"Kalau misalnya ada baca shalawat itu menunjukkan bahwa seorang laki-laki untuk meminang perempuan dia harus pintar dalam hal agama, artinya ukuran agama harus kuat," ucap Siswantari kepada Okezone.
"Kemudian silat, seorang laki-laki harus melindungi perempuan. Selain itu ada pantun, pantun itu kan bagian dari diplomasi. Seorang laki-laki Betawi kan harus bisa berdiplomasi baik dengan masyarakatnya," kata dia.
Menurutnya, tradisi palang pintu biasanya dilakukan pada upacara pernikahan.
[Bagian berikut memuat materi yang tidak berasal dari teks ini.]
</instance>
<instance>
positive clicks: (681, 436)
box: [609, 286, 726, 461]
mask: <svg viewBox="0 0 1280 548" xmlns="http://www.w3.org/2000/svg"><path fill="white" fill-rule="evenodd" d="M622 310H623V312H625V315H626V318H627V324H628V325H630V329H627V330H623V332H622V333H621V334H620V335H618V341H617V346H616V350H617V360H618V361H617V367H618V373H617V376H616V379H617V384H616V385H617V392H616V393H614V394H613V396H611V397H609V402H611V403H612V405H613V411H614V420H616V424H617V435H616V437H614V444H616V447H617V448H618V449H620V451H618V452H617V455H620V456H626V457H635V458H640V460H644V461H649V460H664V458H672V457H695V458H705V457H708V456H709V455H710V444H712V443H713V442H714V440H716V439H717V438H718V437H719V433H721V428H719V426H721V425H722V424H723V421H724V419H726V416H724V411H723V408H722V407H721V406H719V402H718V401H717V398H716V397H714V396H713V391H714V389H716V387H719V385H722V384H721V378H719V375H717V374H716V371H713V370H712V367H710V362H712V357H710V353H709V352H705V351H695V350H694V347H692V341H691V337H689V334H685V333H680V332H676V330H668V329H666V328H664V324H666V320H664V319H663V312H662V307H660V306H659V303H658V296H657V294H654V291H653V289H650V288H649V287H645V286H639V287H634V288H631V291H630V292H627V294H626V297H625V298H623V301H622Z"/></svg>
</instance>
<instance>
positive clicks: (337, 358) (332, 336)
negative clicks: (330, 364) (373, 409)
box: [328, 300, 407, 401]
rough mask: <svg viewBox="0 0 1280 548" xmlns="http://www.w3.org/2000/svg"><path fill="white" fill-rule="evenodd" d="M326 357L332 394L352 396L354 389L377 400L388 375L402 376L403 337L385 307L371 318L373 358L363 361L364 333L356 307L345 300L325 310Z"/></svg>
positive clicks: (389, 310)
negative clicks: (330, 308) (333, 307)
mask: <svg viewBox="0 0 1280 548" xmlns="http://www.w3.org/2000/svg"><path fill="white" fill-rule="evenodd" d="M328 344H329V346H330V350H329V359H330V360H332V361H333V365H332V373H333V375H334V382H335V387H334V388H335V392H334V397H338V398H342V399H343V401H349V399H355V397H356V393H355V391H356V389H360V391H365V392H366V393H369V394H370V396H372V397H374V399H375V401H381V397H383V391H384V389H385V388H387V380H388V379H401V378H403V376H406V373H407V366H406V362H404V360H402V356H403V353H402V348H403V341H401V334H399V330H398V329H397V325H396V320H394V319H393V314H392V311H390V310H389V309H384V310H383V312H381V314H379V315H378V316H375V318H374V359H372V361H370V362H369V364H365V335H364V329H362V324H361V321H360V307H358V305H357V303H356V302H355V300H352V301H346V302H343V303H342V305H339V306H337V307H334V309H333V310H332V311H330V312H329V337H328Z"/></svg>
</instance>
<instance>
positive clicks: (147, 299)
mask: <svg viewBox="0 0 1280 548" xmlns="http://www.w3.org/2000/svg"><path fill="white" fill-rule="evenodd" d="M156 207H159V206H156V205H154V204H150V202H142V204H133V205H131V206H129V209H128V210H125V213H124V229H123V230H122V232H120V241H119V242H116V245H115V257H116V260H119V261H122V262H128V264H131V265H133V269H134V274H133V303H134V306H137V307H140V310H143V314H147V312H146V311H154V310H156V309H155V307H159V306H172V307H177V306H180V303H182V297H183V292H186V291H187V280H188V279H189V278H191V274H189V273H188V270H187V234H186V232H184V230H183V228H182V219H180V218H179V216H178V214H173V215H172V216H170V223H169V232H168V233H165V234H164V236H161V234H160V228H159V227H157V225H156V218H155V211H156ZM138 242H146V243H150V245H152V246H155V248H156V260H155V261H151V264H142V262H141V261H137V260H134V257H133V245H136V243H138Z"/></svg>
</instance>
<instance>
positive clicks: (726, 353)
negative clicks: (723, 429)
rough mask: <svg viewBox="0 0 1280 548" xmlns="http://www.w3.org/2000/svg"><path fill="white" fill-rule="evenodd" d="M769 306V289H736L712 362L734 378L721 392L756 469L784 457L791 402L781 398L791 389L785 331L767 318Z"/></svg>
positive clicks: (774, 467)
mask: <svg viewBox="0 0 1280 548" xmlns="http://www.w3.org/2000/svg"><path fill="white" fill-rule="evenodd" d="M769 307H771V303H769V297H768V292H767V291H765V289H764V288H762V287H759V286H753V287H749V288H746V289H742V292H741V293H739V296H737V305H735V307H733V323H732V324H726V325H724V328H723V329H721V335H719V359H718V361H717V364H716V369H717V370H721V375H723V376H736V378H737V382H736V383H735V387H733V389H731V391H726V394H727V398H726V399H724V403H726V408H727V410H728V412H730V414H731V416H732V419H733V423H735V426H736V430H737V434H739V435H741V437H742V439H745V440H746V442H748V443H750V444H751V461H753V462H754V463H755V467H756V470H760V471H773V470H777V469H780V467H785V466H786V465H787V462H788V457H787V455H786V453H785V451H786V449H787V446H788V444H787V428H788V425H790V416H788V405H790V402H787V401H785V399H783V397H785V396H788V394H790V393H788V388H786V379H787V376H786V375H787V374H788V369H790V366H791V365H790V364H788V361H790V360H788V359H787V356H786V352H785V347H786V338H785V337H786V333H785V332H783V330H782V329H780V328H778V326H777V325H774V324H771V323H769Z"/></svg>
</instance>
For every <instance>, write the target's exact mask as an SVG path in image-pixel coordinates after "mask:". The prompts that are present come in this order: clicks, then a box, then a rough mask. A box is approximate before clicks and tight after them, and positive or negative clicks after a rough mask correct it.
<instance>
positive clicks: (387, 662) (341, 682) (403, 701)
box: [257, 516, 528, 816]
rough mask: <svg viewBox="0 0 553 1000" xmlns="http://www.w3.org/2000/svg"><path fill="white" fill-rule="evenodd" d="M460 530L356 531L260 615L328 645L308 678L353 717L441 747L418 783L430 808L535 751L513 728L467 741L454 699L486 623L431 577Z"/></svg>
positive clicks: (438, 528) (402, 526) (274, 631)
Selain memiliki nilai filosofis tradisi itu juga dilakukan untuk menghubungkan antarkampung, menghubungkan dua keluarga yang tidak kenal jadi saling kenal untuk mempererat hubungan keluarga.
Siswantari mengaku tidak mengetahui persis secara pasti sejak kapan tradisi ini muncul. Namun, berdasarkan pemberitaan di koran pada abad ke-19 tentang orang Betawi tradisi tersebut sudah mulai ada.
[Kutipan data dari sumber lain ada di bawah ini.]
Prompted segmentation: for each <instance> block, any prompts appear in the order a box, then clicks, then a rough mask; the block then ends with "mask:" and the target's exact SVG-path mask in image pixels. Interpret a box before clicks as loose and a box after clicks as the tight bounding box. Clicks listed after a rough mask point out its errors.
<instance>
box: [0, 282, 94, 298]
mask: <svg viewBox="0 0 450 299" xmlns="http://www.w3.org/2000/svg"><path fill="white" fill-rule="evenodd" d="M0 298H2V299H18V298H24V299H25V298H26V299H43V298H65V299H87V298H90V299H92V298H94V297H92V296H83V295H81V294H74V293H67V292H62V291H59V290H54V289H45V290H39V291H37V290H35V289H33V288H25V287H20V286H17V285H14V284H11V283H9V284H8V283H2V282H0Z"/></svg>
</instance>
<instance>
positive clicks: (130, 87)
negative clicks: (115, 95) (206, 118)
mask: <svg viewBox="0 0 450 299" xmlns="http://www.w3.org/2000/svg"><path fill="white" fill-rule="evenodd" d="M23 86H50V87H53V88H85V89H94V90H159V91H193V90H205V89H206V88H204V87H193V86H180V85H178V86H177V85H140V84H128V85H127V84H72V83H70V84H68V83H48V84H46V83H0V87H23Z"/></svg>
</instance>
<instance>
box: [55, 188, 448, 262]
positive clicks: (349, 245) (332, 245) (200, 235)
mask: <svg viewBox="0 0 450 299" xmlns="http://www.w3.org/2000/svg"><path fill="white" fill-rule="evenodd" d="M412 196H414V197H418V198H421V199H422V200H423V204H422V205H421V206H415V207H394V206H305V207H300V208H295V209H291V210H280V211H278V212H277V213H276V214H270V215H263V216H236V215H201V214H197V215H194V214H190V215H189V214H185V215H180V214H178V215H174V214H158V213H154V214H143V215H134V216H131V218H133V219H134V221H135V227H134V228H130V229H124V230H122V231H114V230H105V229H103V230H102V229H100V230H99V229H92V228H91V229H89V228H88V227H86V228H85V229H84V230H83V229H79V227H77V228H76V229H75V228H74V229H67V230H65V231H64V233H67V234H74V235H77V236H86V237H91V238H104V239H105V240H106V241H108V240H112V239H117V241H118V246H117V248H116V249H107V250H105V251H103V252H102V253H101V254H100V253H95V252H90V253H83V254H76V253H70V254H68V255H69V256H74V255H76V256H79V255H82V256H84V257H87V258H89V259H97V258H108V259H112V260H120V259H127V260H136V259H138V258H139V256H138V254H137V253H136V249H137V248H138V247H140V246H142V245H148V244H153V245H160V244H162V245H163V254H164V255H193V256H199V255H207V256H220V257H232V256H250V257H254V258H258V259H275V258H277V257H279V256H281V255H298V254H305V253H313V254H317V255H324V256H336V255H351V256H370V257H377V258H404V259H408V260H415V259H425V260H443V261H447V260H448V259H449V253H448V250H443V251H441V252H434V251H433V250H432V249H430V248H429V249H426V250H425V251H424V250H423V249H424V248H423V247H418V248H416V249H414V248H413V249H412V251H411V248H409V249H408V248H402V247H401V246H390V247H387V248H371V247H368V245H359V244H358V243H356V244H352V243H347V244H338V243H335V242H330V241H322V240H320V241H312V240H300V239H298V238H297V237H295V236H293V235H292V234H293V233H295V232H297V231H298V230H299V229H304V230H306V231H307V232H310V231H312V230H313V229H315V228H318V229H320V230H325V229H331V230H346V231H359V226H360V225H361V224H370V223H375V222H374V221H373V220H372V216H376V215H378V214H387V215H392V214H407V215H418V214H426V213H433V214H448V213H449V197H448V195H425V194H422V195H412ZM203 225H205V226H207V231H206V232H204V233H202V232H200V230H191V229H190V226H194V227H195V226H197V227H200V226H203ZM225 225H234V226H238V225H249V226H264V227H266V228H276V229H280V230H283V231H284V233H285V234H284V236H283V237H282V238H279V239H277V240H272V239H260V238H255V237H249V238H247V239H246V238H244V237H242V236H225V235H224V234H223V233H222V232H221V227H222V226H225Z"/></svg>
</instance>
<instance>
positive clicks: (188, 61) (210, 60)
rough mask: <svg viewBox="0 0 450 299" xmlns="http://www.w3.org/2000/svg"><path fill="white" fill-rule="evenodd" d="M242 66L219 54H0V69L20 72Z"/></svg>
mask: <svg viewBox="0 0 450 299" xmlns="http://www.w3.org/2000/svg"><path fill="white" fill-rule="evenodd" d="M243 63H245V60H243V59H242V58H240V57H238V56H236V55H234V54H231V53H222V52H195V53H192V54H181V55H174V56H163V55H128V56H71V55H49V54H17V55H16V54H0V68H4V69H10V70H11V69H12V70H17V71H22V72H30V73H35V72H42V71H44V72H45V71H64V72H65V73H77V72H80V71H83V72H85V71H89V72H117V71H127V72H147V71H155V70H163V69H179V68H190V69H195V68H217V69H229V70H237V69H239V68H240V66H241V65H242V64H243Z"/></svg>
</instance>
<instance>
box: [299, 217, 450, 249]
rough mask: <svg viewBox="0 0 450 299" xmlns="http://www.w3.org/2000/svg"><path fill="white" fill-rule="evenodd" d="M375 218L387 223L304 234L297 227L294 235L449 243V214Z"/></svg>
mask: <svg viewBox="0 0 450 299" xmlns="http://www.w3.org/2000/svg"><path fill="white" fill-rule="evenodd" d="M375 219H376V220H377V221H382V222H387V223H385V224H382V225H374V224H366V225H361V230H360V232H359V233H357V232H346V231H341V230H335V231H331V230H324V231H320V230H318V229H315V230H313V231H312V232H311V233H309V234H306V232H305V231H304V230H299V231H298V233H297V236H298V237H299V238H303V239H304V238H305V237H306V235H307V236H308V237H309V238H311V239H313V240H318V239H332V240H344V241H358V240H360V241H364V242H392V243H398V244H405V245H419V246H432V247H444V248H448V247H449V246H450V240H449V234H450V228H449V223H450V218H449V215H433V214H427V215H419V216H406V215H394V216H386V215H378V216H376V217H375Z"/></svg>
"Jadi gini, saya tak tahu persis kapan palang pintu mulai berkembang di msayarakat Betawi, tapi kalau adu silat itu tradisi betawi tapi kalau formatnya yang saya baca di abad ke-19 itu adu silatnya. Kalau kapan mulainya harus ada penelitian mendalam kapan palang pintu itu ada," tuturnya.